DNS Vulnerability and Process Control
In case you haven’t heard yet of the massive DNS vulnerability discovered by Dan Kaminsky (US CERT advisory here) don’t forget that DNS is as common in process control environments as they are in Enterprise IT and this advisory affects us just as keenly as our corporate cousins. How many control systems use DNS to resolve the addresses of PI servers and other infrastructure? Be sure to check and patch your DNS servers!
For reference, the Microsoft patch for this vulnerability is MS08-037 and was released with the July patchset.
Author: Frank Marcus
Posted: July 24th, 2008 under Vulnerability Disclosure.
Comments: 7
Comments
Comment from Matt Franz
Time: July 24, 2008, 6:02 pm
Really? How does this affect embedded devices that may not even have resolvers, as I would imagine is the case of many PLCS? How is the risk compare for hosts that only address internal nameservers and don’t directly query public nameservers. I haven’t been following the technical details (only the disclosure theatrics with Matasano) so perhaps I’m missing something?
Comment from chris
Time: July 24, 2008, 10:48 pm
Matt, the key is to protect your clients by way of patching the Internet facing DNS servers they use. If you have a recursive public nameserver and aren’t patched or don’t mitigate by way of limiting recursion to internal requests only and port randomization then your internal clients remain vulnerable.

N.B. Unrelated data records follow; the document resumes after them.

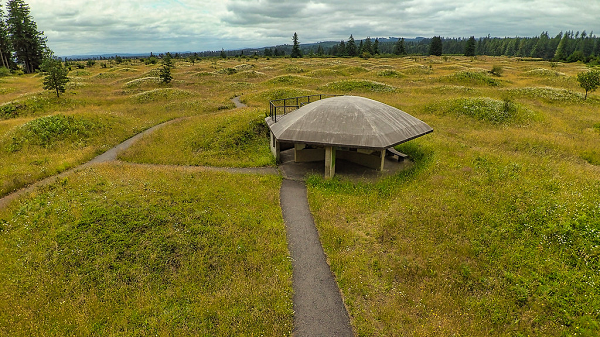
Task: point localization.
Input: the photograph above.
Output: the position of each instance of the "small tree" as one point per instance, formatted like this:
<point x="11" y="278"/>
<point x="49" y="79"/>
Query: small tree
<point x="55" y="76"/>
<point x="399" y="48"/>
<point x="165" y="72"/>
<point x="435" y="48"/>
<point x="589" y="81"/>
<point x="470" y="47"/>
<point x="296" y="47"/>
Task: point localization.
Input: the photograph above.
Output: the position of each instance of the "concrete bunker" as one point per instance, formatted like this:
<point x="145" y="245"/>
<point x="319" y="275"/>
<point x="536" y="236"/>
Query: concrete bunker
<point x="355" y="129"/>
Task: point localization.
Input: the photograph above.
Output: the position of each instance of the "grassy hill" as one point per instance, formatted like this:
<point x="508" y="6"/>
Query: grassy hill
<point x="494" y="231"/>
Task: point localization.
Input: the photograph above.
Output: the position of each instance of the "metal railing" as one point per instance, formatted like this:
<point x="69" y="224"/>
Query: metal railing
<point x="286" y="105"/>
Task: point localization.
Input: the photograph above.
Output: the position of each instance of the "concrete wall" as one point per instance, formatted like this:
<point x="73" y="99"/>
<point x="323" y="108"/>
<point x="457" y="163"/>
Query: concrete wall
<point x="371" y="159"/>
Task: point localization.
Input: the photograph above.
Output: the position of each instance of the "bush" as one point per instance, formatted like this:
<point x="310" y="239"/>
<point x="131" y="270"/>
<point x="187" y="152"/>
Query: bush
<point x="45" y="131"/>
<point x="496" y="70"/>
<point x="486" y="109"/>
<point x="4" y="72"/>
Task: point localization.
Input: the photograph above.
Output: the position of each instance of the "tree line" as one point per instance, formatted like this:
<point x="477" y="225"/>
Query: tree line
<point x="21" y="43"/>
<point x="566" y="46"/>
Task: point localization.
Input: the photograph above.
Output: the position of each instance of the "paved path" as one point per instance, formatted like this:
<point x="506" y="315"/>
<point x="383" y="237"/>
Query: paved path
<point x="318" y="306"/>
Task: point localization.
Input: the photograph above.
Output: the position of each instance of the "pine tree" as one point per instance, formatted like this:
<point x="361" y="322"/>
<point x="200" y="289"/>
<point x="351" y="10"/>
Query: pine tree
<point x="589" y="80"/>
<point x="28" y="43"/>
<point x="320" y="50"/>
<point x="399" y="48"/>
<point x="435" y="47"/>
<point x="5" y="45"/>
<point x="55" y="75"/>
<point x="296" y="47"/>
<point x="368" y="46"/>
<point x="342" y="49"/>
<point x="470" y="47"/>
<point x="165" y="71"/>
<point x="351" y="47"/>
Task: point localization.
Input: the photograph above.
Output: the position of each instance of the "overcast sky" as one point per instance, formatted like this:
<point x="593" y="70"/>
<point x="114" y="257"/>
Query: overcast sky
<point x="136" y="26"/>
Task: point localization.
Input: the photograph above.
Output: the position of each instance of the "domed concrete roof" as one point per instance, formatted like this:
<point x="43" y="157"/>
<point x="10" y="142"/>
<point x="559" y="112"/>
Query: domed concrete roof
<point x="348" y="121"/>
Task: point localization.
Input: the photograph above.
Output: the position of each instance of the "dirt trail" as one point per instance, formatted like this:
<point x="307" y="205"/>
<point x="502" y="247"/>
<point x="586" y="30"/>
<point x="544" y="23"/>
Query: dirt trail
<point x="318" y="306"/>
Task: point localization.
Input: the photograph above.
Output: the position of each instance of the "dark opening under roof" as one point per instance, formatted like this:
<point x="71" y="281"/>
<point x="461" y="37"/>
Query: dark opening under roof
<point x="348" y="121"/>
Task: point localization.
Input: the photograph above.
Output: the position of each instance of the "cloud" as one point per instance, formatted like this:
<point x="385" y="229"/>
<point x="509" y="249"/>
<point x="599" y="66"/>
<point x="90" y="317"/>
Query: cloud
<point x="83" y="26"/>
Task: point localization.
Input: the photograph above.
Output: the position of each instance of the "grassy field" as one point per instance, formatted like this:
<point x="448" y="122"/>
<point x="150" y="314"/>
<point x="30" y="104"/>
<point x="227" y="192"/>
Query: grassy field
<point x="494" y="231"/>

Comment from Matthew Franz
Time: July 25, 2008, 6:56 am
Chris,
Thats all well and good, but that didn’t answer my question about how different SCADA environments are impacted (by defining a practical attack sequence that actually accomplishes something) depending on whether they maintain their own DNS (I would guess some do) whether they use IT DNS (the majority) or rely on public DNS — and tying those different scenarios to specific consequences to specific devices (that may or may not even have resolver that may or may not yet have patches available for them yet) etc. etc.
Comment from Dale Peterson
Time: July 25, 2008, 7:30 am
Matt - I don’t think PLC’s or other field devices are the issue - - yet. Many of the newer control systems, especially those that leverage active directory, use DNS for all the workstations and servers. So the HMI rely on it to find the realtime servers, historians, application servers, … Of course, this should be a separate tree/forest that does not communicate outside the zone, but some asset owners and vendor guidance does not make this clear because of the convenience and management simplification of tying it to the corporate domain or tree.

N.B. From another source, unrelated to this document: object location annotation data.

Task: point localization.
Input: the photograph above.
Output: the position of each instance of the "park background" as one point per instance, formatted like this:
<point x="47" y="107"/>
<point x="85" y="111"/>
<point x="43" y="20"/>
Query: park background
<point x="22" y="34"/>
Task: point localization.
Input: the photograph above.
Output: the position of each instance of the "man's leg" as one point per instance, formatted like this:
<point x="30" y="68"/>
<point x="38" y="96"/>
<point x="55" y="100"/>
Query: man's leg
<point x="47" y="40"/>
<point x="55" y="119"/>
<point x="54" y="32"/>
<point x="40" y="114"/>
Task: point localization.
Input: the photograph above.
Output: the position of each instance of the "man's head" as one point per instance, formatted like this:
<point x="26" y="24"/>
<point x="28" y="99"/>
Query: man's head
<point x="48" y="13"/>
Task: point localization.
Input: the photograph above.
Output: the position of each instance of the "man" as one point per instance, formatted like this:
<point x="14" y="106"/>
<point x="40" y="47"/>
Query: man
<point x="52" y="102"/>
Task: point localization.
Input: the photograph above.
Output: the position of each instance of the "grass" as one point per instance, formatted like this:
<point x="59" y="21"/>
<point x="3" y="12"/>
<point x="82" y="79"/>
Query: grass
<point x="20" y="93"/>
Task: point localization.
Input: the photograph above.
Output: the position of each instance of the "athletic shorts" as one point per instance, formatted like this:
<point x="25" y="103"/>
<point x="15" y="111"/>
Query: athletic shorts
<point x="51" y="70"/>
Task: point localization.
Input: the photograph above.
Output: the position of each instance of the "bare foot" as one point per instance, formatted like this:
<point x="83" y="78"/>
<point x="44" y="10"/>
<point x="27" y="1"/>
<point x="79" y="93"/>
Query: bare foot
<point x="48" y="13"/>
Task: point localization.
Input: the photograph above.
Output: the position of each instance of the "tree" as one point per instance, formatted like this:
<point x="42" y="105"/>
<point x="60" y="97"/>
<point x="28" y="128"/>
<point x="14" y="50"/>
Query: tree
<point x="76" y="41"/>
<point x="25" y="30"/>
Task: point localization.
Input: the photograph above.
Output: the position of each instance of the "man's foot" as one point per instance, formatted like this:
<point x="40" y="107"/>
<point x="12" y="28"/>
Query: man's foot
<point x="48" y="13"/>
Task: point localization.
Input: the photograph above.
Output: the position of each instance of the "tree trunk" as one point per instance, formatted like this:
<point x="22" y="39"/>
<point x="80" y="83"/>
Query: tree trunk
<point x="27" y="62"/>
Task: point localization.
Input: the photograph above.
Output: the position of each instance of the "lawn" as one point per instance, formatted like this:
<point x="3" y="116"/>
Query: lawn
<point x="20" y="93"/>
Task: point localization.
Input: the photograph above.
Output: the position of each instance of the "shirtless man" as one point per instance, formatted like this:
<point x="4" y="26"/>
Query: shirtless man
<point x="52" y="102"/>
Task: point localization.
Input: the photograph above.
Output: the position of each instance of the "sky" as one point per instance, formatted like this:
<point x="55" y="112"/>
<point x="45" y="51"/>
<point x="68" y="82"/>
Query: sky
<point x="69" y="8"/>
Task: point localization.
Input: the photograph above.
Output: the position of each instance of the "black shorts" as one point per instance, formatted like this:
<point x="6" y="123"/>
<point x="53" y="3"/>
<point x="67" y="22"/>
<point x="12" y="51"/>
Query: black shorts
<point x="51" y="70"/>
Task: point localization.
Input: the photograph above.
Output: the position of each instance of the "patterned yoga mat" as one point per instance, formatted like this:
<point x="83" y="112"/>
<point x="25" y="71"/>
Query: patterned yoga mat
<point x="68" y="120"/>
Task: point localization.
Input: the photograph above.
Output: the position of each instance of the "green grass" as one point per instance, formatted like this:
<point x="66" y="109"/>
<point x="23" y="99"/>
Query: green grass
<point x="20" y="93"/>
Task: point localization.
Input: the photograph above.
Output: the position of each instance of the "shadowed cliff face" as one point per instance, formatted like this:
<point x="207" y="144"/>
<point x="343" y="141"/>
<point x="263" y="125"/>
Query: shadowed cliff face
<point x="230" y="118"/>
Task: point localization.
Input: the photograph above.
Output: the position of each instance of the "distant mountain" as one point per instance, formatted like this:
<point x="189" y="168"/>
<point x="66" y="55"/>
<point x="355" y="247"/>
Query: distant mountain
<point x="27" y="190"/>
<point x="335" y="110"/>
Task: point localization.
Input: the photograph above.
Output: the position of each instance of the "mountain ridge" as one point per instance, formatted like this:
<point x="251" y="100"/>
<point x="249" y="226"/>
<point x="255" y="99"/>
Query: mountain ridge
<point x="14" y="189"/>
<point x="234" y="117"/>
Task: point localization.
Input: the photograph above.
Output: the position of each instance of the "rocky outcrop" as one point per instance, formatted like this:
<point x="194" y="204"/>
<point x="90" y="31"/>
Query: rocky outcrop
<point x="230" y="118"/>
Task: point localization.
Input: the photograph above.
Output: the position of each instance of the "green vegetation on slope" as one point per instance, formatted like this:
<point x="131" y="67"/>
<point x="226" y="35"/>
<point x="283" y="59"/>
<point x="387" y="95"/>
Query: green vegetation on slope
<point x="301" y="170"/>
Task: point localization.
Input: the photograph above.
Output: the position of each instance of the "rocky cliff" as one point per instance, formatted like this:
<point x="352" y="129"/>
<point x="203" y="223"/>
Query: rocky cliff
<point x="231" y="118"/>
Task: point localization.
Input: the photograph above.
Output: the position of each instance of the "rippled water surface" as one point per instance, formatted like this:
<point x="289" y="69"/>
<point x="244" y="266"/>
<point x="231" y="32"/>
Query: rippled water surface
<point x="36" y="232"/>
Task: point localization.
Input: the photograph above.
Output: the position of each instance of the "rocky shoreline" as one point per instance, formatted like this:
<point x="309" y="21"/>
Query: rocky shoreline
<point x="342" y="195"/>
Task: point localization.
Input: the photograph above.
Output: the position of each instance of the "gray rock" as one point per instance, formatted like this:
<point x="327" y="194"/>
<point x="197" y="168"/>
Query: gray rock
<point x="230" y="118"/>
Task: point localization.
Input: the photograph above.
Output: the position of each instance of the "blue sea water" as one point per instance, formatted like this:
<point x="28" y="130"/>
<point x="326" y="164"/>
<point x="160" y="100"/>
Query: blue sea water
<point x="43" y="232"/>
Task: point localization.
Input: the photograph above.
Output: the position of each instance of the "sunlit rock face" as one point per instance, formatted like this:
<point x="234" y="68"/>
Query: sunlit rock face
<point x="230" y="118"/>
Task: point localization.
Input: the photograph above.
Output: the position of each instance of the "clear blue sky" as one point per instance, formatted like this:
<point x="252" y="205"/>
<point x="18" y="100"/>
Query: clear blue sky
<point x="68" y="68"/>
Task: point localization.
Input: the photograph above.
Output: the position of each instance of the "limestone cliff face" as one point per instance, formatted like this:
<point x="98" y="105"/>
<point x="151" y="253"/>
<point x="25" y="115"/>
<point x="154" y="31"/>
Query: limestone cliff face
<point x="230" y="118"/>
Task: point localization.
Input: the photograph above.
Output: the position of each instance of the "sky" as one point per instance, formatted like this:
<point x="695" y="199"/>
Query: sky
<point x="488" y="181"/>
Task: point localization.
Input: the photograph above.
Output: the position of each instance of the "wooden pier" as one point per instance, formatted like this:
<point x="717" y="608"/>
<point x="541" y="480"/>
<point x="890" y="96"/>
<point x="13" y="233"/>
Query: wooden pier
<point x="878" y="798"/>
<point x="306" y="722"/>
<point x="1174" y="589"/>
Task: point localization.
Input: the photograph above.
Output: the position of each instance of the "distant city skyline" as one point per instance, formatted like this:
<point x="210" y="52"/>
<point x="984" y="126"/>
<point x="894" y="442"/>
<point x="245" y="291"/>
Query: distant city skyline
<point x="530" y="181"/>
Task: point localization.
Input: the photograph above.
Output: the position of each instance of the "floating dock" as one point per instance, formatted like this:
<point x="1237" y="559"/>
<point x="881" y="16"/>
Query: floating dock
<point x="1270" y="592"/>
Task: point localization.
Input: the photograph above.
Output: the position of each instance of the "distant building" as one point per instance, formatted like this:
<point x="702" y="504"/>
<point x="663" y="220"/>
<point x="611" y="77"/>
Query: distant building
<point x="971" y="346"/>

Frank hit on a key point which are devices in a DMZ like a PI server. Both the corporate and certain control system components to need to know how to reach these devices and that is another reason asset owners give why the corporate and control DNS communicate. Of course there are easy ways to eliminate this communication.
Comment from Jake Brodsky
Time: July 25, 2008, 8:35 am
Dale, I still hesitate to recommend things such as DNS and Active Directory because I don’t see enough benefit to outweigh the potential havoc caused by failure.
For this reason, we still use HOSTS files or even raw addresses. In cases where we have M2M communications, we actually use a single cross-over cable.

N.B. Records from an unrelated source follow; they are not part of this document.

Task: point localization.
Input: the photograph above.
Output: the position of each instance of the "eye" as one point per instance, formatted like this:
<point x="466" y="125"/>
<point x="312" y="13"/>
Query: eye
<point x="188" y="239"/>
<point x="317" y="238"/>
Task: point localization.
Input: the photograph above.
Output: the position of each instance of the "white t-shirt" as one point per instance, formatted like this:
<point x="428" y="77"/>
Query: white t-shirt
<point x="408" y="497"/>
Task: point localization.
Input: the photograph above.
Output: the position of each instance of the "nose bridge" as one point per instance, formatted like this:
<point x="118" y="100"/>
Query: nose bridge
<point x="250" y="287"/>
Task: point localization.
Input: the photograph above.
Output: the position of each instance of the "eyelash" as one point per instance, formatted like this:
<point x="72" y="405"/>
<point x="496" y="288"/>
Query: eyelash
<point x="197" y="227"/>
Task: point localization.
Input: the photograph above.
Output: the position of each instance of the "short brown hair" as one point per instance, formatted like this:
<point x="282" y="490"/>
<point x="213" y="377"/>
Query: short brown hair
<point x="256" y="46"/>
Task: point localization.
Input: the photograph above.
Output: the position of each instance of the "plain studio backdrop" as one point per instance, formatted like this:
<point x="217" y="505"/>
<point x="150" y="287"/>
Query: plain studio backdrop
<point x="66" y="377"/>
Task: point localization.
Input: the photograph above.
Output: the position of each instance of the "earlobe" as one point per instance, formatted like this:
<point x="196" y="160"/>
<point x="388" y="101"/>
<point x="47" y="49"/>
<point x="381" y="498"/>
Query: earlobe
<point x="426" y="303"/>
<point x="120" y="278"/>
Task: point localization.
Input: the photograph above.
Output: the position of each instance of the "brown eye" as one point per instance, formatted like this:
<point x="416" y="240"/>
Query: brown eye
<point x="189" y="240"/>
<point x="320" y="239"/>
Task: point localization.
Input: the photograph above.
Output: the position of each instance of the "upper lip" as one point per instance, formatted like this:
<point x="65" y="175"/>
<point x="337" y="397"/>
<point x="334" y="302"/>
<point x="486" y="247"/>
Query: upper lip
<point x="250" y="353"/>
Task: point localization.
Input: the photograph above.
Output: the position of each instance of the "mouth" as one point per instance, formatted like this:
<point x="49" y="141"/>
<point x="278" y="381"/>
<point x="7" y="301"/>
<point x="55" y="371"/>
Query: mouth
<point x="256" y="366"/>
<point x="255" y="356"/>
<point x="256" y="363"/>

In the few places where use a DNS, we make sure the HOSTS file is properly seeded with all the addresses we might need to keep things going, just in case the DNS system has been compromised. Lots of embedded devices are left out.
I know, a DNS is supposed to save us loads of trouble. The problem is that if it fails or is given incorrect information, we can get in to major problems. This is the trade-off between ease of management versus survivability.
Active directory is another area where the paradigm of centralized control versus distributed operations must be dealt with. We’re going to think long and hard before deploying anything this complex. The risk may not outweigh the reward.
Comment from Dale Peterson
Time: July 25, 2008, 8:55 am
Jake - probably depends on the size of your HOSTS file and how often it changes.
The point I’m making is when you buy some of the new SCADA or DCS system [system in this case meaning HMI, Historian, Realtime Server, OPC or other application server, ...], the standard install relies on Active Directory. Users are entered into AD; authorization is set in AD; single sign-on is through AD, which could be smart card or other two-factor for admins or users in physically insecure locations. Some of these are very impressive, but they do affect the attack surface and add DNS to it.
So my comment is not a question of if DNS is a good idea for control systems - - - which is a valid question with pro’s and con’s. It is an essential part in many unless they made changes to remove it which rarely happens when the vendor says this is how our system should be run.
Comment from Dan Kaminsky
Time: July 27, 2008, 2:50 pm
I am the original finder of the bug.
Chris–no, your defense won’t work. If it will resolve a name from the Internet, it’s vulnerable. Any web browser or mail server can drive the resolution.
Jake–your paranoia makes me very happy. HOSTS files are indeed safe.